Mikado
Baya Kasmi (2025)
"Mikado" est tellement bourré de qualités par rapport au tout-venant de la production cinématographique française qu'on lui pardonne aisément ses imperfections. Baya KASMI que j'ai découvert je pense comme la plupart en tant que scénariste sur "Le Nom des gens" (2010) réalisé par Michel LECLERC réussit une comédie dramatique adoptant un angle original et pertinent. Cet angle, c'est celui de l'enfance maltraitée si souvent négligée au cinéma. C'était déjà un thème sous-jacent dans "Le Nom des gens" (2010) qui expliquait les comportements des deux protagonistes principaux par les traumas de leur enfance. "Mikado" en fait son sujet principal en confrontant un adulte abîmé par son passé d'enfant placé à sa fille pré-adolescente à qui il a imposé une vie en marge de la société qu'elle ne supporte plus. Entre les deux, une médiatrice, la mère qui partage avec Mikado un passé difficile (quiconque a vu "Le Nom des gens" (2010) comprendra la signification du piano) et un mode de vie précaire mais qui s'avère bien moins asociale, plus réaliste, plus sensible aussi au sort de leurs enfants.

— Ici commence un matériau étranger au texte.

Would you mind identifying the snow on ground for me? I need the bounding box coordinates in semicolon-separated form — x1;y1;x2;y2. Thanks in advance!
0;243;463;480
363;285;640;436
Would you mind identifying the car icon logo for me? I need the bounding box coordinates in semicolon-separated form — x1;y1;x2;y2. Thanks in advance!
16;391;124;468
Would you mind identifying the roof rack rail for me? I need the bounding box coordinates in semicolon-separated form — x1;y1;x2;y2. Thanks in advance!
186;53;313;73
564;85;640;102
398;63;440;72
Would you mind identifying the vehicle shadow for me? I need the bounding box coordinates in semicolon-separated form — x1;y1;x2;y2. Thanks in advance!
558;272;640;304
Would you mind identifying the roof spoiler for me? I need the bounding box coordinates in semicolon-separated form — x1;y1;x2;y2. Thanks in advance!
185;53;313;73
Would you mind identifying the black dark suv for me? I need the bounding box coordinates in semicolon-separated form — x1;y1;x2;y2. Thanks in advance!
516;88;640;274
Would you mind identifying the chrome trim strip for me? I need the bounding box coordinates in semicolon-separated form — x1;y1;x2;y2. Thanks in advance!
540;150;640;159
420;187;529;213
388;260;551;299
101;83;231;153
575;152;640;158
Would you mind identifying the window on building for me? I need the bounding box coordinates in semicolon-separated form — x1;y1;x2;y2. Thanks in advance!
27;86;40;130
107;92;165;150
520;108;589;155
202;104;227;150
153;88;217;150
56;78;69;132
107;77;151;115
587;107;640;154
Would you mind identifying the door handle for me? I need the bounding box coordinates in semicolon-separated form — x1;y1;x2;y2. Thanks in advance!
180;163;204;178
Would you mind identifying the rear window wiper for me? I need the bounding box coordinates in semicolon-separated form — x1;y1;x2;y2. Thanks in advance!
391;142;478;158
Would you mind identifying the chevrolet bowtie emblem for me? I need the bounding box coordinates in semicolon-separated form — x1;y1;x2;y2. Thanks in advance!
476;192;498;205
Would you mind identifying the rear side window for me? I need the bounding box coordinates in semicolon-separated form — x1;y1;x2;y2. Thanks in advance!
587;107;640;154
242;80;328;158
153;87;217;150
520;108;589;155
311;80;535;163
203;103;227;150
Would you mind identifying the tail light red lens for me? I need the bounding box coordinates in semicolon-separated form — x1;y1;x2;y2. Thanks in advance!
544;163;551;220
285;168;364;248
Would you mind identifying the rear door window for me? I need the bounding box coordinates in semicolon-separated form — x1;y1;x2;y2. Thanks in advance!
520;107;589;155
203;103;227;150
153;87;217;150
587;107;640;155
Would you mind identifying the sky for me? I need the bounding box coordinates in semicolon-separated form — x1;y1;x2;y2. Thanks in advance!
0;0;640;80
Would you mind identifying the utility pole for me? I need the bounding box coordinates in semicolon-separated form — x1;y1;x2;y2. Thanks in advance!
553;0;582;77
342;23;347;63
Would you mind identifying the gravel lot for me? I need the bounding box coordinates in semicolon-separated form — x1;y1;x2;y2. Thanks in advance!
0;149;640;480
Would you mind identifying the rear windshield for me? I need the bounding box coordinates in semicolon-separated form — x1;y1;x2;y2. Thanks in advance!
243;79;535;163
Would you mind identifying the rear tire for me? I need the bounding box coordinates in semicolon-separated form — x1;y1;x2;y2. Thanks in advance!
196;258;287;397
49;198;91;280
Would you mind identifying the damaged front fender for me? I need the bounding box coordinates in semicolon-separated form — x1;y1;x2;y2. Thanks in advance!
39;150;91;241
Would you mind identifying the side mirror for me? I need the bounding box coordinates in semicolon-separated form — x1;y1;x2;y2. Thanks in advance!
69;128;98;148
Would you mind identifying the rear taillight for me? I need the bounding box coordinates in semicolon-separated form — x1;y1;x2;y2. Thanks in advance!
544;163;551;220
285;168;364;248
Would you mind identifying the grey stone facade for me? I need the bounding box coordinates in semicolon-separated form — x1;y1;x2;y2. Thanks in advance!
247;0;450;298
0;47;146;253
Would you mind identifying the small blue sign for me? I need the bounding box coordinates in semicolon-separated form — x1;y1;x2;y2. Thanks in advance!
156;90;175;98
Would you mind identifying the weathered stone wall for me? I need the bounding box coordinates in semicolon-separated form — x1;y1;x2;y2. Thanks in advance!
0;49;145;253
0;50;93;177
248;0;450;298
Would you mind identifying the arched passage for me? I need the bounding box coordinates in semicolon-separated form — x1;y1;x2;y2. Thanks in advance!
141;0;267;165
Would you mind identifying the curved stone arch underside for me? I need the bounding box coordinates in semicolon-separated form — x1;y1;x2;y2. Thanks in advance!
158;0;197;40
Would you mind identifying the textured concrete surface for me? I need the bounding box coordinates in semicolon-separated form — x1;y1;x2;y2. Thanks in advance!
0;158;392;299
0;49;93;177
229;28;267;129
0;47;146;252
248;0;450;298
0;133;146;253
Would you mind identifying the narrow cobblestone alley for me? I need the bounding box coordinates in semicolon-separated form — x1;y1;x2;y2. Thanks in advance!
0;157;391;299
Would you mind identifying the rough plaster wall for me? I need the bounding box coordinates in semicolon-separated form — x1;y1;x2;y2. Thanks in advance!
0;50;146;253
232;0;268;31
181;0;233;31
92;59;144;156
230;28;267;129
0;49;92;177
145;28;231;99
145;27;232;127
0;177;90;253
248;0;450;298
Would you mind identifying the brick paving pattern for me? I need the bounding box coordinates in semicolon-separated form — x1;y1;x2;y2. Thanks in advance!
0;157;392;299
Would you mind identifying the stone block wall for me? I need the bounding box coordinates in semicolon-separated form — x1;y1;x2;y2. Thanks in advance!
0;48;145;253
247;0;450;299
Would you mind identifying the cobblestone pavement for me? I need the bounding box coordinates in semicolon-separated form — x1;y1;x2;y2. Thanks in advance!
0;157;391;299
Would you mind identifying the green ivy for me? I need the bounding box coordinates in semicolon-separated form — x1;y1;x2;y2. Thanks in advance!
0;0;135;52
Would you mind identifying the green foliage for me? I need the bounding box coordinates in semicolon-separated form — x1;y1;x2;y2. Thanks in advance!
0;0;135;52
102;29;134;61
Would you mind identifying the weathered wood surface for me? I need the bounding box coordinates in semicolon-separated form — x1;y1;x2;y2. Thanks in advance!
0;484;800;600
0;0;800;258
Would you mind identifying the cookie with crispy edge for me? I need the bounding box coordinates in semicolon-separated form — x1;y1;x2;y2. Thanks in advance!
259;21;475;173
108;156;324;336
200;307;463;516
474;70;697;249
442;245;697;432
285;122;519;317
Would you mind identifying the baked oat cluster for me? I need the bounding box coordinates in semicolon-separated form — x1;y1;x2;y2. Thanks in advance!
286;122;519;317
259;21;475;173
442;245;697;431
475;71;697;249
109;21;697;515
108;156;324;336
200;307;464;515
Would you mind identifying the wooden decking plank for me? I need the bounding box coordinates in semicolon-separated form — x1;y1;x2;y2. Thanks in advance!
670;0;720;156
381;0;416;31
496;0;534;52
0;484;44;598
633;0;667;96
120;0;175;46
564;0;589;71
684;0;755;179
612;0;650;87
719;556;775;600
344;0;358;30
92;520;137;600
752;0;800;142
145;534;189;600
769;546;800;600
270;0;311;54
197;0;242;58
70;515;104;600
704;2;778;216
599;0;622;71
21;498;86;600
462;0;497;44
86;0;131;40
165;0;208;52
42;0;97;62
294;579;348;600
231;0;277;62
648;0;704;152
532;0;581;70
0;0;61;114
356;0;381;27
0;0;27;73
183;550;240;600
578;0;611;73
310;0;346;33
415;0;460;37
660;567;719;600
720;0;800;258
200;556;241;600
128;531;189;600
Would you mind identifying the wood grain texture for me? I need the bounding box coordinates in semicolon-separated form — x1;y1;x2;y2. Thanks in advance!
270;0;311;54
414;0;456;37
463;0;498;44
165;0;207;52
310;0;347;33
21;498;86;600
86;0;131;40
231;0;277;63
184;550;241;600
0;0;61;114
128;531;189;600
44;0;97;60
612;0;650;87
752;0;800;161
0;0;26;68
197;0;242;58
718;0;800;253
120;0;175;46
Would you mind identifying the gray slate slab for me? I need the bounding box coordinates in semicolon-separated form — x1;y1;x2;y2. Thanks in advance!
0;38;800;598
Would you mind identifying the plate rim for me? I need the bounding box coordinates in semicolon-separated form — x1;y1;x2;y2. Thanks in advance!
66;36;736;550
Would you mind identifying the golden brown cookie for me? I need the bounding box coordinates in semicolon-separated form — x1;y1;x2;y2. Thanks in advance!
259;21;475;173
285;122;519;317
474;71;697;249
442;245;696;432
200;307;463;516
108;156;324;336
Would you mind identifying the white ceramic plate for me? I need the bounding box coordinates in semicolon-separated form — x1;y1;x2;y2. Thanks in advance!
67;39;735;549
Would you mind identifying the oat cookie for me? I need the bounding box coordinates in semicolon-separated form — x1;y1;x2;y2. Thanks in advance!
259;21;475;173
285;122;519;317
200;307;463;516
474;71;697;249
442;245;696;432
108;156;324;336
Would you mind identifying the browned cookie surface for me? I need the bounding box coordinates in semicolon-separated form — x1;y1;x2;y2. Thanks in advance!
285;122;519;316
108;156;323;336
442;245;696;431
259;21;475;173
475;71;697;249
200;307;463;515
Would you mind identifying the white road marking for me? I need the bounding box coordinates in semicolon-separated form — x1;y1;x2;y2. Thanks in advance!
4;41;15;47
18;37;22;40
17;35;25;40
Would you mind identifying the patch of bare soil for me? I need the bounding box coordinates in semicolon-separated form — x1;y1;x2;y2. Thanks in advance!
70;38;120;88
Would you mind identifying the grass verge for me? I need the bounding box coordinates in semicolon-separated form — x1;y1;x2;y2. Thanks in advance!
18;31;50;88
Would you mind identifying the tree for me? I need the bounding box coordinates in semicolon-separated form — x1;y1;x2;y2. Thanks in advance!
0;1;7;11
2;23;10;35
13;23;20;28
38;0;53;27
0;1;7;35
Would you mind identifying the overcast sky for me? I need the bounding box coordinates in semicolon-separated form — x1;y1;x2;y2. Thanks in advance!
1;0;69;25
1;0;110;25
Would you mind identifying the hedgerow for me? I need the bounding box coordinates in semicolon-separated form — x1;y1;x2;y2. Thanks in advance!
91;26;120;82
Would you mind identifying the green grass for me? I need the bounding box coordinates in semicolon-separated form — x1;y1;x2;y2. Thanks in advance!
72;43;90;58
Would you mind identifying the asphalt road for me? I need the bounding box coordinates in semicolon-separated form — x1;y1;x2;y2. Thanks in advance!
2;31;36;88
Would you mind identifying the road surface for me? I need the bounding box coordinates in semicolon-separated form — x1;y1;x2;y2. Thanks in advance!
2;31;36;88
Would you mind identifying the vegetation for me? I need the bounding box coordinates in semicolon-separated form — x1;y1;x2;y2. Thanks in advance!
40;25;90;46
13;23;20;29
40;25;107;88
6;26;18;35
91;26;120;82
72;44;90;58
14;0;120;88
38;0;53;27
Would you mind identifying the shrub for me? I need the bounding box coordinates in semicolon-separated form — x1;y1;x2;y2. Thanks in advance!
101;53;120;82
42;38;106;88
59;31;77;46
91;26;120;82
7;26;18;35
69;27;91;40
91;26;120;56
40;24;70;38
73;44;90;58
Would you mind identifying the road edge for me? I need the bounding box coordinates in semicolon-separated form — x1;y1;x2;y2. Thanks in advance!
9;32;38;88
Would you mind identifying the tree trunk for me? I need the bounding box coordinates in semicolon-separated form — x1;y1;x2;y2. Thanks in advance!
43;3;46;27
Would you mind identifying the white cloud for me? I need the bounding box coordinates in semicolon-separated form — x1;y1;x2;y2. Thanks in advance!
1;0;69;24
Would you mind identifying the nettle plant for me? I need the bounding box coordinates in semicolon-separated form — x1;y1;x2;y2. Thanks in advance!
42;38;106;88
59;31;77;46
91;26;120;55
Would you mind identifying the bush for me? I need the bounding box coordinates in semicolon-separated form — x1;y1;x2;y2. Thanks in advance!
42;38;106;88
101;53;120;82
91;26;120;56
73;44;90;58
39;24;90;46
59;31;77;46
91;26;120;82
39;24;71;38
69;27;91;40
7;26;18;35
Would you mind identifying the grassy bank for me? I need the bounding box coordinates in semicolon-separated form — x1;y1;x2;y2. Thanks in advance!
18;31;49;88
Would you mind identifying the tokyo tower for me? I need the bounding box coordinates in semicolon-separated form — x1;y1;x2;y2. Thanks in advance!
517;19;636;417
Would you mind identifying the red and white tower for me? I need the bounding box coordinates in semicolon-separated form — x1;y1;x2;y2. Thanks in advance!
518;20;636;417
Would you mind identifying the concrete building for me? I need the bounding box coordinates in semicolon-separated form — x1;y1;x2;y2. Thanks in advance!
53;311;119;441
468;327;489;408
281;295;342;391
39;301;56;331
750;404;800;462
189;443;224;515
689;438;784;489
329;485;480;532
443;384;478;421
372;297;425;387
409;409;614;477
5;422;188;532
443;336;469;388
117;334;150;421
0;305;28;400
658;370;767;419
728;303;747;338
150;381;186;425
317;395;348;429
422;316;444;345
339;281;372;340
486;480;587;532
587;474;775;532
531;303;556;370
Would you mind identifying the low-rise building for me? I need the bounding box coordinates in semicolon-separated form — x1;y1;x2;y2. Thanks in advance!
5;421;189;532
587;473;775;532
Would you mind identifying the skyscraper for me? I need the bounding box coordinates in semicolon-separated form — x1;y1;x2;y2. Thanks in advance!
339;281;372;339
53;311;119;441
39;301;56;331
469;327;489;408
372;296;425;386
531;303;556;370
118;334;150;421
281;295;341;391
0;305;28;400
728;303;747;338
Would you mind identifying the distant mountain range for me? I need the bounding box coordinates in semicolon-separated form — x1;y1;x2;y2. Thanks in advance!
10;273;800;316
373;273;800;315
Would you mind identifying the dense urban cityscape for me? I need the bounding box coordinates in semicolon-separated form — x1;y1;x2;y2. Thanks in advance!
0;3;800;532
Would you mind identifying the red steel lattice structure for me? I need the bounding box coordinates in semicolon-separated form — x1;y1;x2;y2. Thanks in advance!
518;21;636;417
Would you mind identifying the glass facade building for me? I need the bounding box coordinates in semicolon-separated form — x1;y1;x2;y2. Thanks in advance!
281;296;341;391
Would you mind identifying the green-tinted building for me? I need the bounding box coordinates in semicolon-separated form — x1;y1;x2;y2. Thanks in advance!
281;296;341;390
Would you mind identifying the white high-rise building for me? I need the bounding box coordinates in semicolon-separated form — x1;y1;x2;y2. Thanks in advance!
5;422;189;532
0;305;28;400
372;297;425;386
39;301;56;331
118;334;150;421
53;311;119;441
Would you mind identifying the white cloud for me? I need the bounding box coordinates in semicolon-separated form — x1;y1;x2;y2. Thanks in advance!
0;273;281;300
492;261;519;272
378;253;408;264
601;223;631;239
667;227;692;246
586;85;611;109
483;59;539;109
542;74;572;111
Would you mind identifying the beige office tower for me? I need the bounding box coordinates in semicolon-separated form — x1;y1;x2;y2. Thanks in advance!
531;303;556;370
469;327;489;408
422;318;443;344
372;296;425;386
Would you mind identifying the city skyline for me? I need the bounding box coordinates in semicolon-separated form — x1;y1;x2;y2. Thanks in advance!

Autre qualité majeure du film, des acteurs excellemment dirigés. Je n'aime guère Felix MOATI mais force est de constater qu'il est convaincant dans le rôle-titre. Vimala PONS a enfin un rôle consistant à se mettre sous la dent tandis que Patience MUNCHENBACH est très émouvante dans le rôle de l'adolescente mal dans sa peau qui découvre à quel point elle est inadaptée à la vie sociale en ayant été coupée des autres jeunes de son âge. Mais l'acteur qui touche le plus est Ramzy BEDIA dans le rôle d'un veuf mélancolique, lui aussi aux prises avec une fille adolescente (Saul BENCHETRIT) qui abrite transitoirement la famille de Mikado dont le van est tombé en panne dans le jardin de son mas provençal. D'ailleurs la rencontre entre les deux familles est montrée de façon très juste comme un accident de la vie et s'accomplit non sans réticences tant le mode de vie sédentaire et quelque peu lugubre de Vincent contraste avec celui, nomade et désordonné de Mikado et Laetitia qui vivent et se comportent comme deux adolescents attardés. Cette question de la place dans la famille est centrale dans le film. Tant que Mikado et Laetitia refusent de la céder, ils empêchent leurs enfants de grandir et même d'exister. Nuage* dit à un moment donné qu'elle n'est jamais née. Cela va au-delà d'une question d'Etat civil, c'est un mode de non-existence où il faut se cacher en permanence des yeux du reste de la société. La fin du film, en miroir de celle du début montre que chacun occupe désormais la bonne place: l'enfant qui s'efface c'est désormais Mikado pour laisser Nuage enfin voler de ses propres ailes.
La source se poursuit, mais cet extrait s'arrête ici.